Abstract

Abstract The present work analyzes the three-dimensional unsteady flow structure of a low-speed low-pressure ratio axial fan stage operating at stall conditions. Unsteady numerical simulations were conducted with the elsA software, which solves the unsteady Reynolds-averaged Navier–Stokes (URANS) equations on a full-annulus calculation domain for the rotor and the stator. The analyses will focus on a near stall operating point, the stall inception mechanisms, and the final rotating stall pattern.

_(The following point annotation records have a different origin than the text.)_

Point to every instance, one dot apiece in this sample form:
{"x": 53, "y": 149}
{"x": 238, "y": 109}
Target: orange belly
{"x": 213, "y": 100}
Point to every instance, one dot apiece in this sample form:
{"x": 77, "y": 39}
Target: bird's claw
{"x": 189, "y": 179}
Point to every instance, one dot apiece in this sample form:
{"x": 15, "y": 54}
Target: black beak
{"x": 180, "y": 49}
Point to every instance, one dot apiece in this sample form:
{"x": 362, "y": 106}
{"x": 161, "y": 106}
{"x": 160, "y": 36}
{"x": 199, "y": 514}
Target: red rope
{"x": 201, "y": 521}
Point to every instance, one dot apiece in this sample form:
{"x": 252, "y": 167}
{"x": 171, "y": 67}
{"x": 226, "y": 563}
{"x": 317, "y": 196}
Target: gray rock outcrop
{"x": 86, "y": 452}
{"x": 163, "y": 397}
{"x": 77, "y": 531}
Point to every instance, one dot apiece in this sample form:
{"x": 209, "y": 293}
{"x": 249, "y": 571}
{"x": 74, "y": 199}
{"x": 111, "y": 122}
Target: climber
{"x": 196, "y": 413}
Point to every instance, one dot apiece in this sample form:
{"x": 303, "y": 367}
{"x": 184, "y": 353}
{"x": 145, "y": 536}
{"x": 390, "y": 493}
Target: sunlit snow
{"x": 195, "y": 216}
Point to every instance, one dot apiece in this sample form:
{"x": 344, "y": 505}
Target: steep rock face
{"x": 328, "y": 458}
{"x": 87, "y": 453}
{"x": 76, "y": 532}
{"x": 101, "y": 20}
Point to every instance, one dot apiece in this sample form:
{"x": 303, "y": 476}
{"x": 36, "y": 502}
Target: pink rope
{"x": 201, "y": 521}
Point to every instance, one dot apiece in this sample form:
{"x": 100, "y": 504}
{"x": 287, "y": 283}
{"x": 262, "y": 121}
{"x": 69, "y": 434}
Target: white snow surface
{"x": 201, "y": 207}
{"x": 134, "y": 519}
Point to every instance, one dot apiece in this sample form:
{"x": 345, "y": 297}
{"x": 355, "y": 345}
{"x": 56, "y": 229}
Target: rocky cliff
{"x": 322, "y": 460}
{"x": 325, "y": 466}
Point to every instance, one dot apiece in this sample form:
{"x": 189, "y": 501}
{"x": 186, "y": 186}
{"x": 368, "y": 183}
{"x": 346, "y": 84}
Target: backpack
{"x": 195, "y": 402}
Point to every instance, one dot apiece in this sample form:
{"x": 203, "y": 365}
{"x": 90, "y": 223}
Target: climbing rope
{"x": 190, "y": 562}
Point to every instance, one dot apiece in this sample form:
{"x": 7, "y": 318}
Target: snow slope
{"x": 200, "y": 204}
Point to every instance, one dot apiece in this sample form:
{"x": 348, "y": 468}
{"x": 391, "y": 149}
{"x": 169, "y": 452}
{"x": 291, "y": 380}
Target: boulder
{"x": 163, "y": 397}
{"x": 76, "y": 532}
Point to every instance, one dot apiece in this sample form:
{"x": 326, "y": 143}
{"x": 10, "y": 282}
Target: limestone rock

Numerical simulations are confronted with experimental measurements from high-frequency Kulite transducers mounted on the casing near the rotor blades and the stator blades. The results show that boundary layer separation occurs on the stator blade close to the hub region at near stall conditions. The reverse flow interacts with the main flow to form a vortex shedding phenomenon. The frequency is not clocked with the blade passage frequency, requiring unsteady full-annulus methodology even for a stable operating point. It is also shown that the final state of the rotating stall region is composed of a single part-span cell that occupies three-quarters of the circumference and rotates at 60% of the shaft speed. This pattern agrees with the experimental measurements in terms of both the number of cells and the rotational speed. Finally, the paper demonstrates that without inlet distortion, the mechanism of the onset of the rotating stall is incorrectly predicted by the simulation. However, when a total pressure inlet distortion is applied, the computational fluid dynamics produces the same inception mechanism that is observed experimentally.